The evolutionary trait that the BookTok era brings is its diversity. While The Hunger Games, Divergent, and The Maze Runner all showcase similar tropes, they also showcase similar protagonists – a fairly attractive, but not jaw-dropping, white American teenager who overcomes great odds due to their smarts, wits, and bravery. They also are set in locations from a certain freedom-loving country – the Rockies, Chicago, Denver. Furthermore, their authors are of the same ethnicity… at this point, I don’t think you need to guess which one (but I’ll give a hint anyway, it’s not Mexican).

As a quick note, I love all these writers and series. I’m just making the point that maybe YA wasn’t the most diverse space in 2013. Out of all the popular YA I read when I was younger, I honestly can’t remember one book having a non-white lead.

BookTok has changed this significantly. The platform celebrates diverse casts in novels, utilises it as a positive selling point that readers (especially those of that under-represented group) can enjoy and appreciate. This has had the cascading effect of making the industry more diverse as a whole.

While I could list on and on diverse BookTok successes, I want to focus on New Zealand’s own YA BookTok queen: Chloe Gong.
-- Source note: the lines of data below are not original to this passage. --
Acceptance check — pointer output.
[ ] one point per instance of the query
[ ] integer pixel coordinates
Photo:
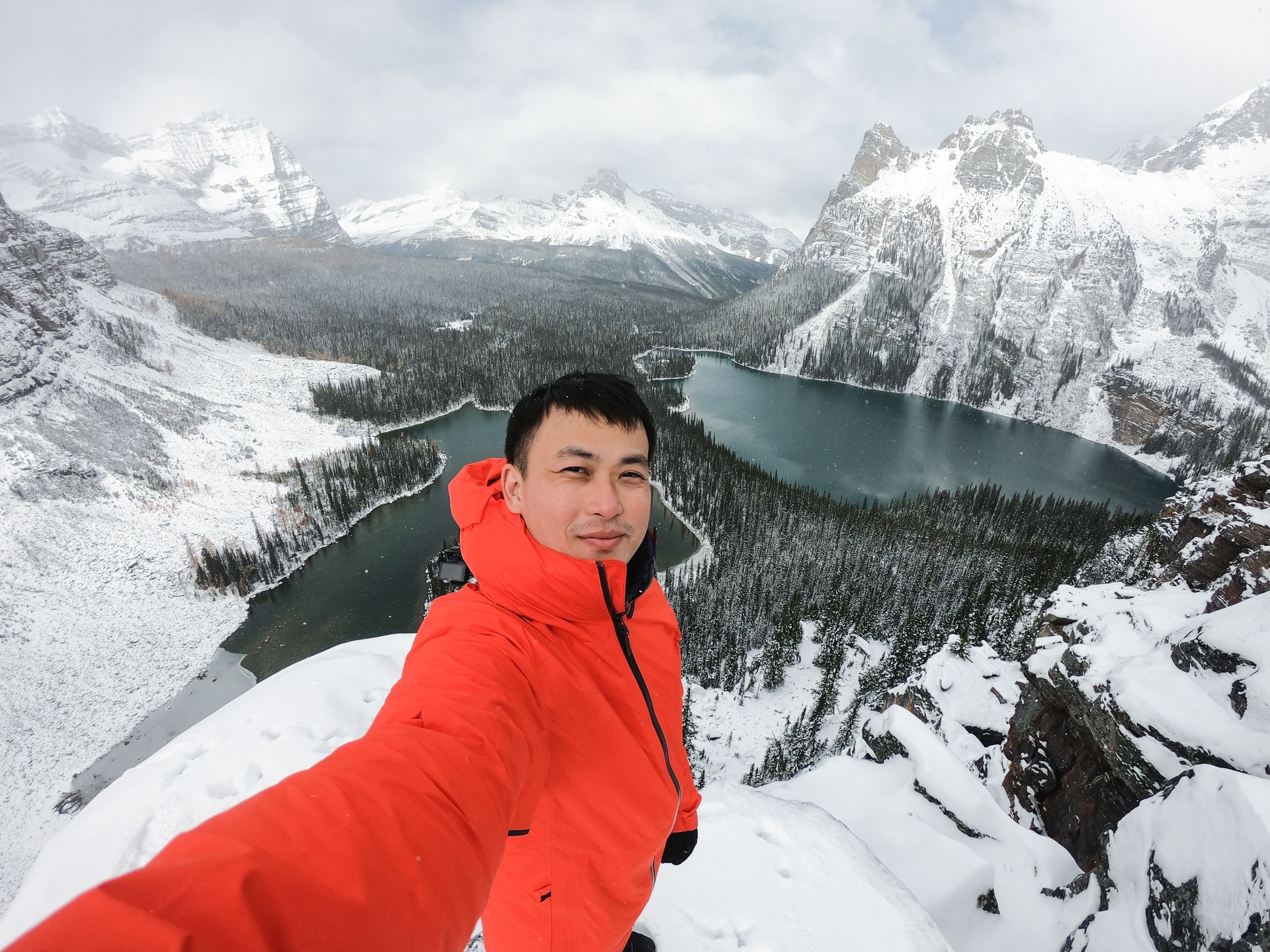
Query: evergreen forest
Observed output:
(915, 574)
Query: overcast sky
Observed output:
(759, 106)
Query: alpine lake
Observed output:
(857, 444)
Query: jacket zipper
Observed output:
(624, 639)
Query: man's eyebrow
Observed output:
(577, 451)
(634, 459)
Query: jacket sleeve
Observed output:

Gong is a 25-year-old author who attended Rangitoto College on the Shore, and is now a New York Times number one bestseller with six novel releases since her 2020 debut (seven, if you count her novella collection Last Violent Call). While I deeply hate Rangi – they always smoked me in football – I think Gong is a brilliant writer and massively underappreciated by the Aotearoa public. That goes too for a couple other Asian-Kiwi authors who I’m shocked we’re not talking about 24/7, like Graci Kim. However, the way New Zealanders treat our famous Asian-Kiwis compared to Pākehā- or Māori-Kiwis is another article in and of itself.
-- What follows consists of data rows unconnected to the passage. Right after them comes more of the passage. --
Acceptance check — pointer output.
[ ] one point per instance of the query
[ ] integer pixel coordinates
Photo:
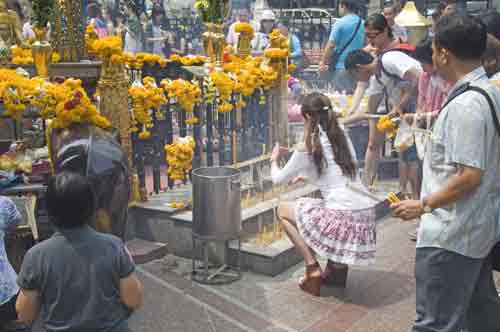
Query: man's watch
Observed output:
(425, 207)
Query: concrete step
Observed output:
(143, 251)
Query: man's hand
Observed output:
(408, 209)
(299, 179)
(395, 112)
(409, 118)
(323, 68)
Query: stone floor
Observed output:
(379, 298)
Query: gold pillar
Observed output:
(280, 101)
(114, 105)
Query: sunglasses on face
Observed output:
(373, 35)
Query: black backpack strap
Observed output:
(491, 103)
(467, 87)
(351, 39)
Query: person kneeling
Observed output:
(79, 279)
(341, 225)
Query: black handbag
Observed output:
(336, 55)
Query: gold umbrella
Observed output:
(416, 24)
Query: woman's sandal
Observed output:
(335, 274)
(311, 284)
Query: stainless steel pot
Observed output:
(216, 203)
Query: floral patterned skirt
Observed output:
(343, 236)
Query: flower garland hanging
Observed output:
(15, 92)
(244, 28)
(109, 48)
(145, 97)
(65, 103)
(180, 157)
(276, 53)
(386, 125)
(22, 56)
(184, 93)
(189, 60)
(225, 87)
(73, 107)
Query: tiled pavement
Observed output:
(379, 298)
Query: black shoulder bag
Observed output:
(495, 253)
(336, 55)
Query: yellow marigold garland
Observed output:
(276, 53)
(189, 60)
(22, 56)
(180, 157)
(386, 125)
(145, 97)
(244, 27)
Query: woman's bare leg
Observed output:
(286, 215)
(372, 155)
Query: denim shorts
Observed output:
(409, 155)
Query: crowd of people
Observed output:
(443, 85)
(446, 84)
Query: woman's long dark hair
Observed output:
(318, 112)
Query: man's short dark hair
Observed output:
(70, 200)
(356, 58)
(462, 35)
(491, 19)
(351, 5)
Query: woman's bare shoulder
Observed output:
(300, 147)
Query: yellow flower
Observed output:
(179, 157)
(243, 27)
(192, 121)
(186, 94)
(385, 124)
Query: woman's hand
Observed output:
(408, 209)
(299, 179)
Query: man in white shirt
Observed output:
(460, 201)
(398, 31)
(393, 79)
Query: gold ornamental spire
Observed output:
(416, 24)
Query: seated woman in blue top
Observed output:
(9, 218)
(79, 279)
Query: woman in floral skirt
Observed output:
(341, 225)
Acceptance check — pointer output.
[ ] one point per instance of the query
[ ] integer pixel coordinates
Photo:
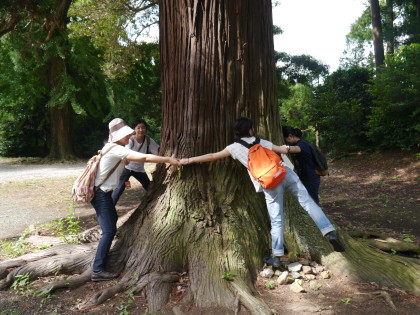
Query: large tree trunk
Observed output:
(378, 45)
(60, 115)
(206, 220)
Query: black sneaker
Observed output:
(335, 242)
(103, 276)
(272, 261)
Going back to our Kiwi YA queen, Gong has certainly found popularity on social media. At the time of writing, she’s got just over 200 thousand followers on TikTok, and 100 thousand on Instagram. To put that in perspective, if Gong’s followers all gained New Zealand citizenship and settled down in, I don’t know, rural Waikato, they would form a city. A city that would quickly become our second most populous (way passing Wellington, and nearing Christchurch for that number two).
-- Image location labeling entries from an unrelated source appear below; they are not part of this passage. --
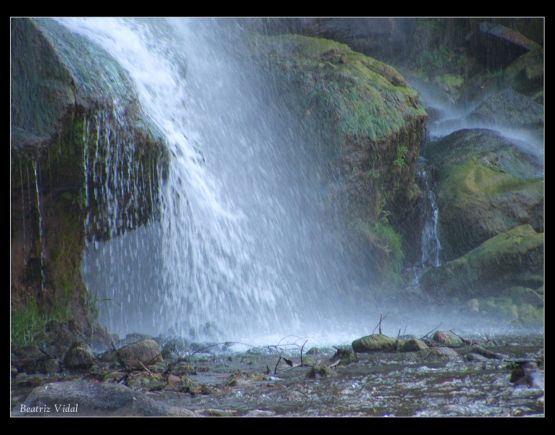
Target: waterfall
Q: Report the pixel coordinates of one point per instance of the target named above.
(245, 245)
(40, 225)
(430, 246)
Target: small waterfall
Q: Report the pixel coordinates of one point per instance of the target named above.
(40, 225)
(430, 246)
(244, 244)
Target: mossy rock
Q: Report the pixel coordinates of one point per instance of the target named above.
(62, 85)
(486, 185)
(512, 258)
(376, 343)
(373, 123)
(509, 108)
(413, 345)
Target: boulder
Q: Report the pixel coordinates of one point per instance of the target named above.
(486, 184)
(30, 359)
(413, 345)
(375, 343)
(512, 258)
(79, 356)
(143, 352)
(446, 339)
(373, 123)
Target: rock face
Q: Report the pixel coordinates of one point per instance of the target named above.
(63, 133)
(512, 258)
(79, 356)
(486, 185)
(92, 399)
(511, 109)
(144, 352)
(490, 192)
(374, 123)
(375, 343)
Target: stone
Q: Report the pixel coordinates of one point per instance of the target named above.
(446, 339)
(143, 352)
(375, 343)
(413, 345)
(440, 354)
(345, 354)
(509, 108)
(486, 353)
(475, 357)
(79, 356)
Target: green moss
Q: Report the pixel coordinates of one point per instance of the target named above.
(28, 321)
(362, 96)
(512, 258)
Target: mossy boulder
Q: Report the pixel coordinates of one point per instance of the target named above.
(373, 125)
(140, 354)
(512, 258)
(486, 184)
(63, 110)
(376, 343)
(413, 345)
(79, 356)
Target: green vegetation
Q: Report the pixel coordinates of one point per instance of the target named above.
(28, 322)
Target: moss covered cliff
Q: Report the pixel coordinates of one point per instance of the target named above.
(375, 125)
(65, 136)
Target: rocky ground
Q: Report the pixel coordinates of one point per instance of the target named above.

Gong’s most famous work is her original duology, consisting of These Violent Delights and Our Violent Ends. They’re about two teenagers in early-twentieth century Shanghai who are at the centre of a gang war and monster-in-the-night mystery. Her other work, too, accentuates and explores her Chinese heritage. If you’re keen, check out her Flesh and False Gods series for more. It’s super fun (again, in a young people falling in love and then horribly dying sort of way). Not only does this offer a unique flavour to the YA landscape, but it’s also just refreshing. It’s refreshing to see protagonists that aren’t white. It’s refreshing to see settings that aren’t future-Denver. And I think younger audiences – from a generation growing up in a more culturally diverse environment than their parents or grandparents – have really responded to how enjoyable it is to read different stories, inspired by different cultures around the world.

As a young Māori YA writer, this makes me wonder: is there space for Māori stories in this industry? I think there is. BookTok’s gaze – for all the aforementioned reasons – seems perfectly suited for Polynesian and/or Māori YA. It yearns for something different. It cheers on underrepresented creators. Undoubtedly, we have our own stories ripe to tell. It’s uncontentious that storytelling is in our blood. The rich stores of pūrakau are the only evidence we need. Gong has proved that writers from this little corner of the world are ready to leap into the international YA industry, and that our words can shine under its spotlight. Perhaps, as well, we’ll see a Māori writer’s name next to hers on that New York Times bestseller list.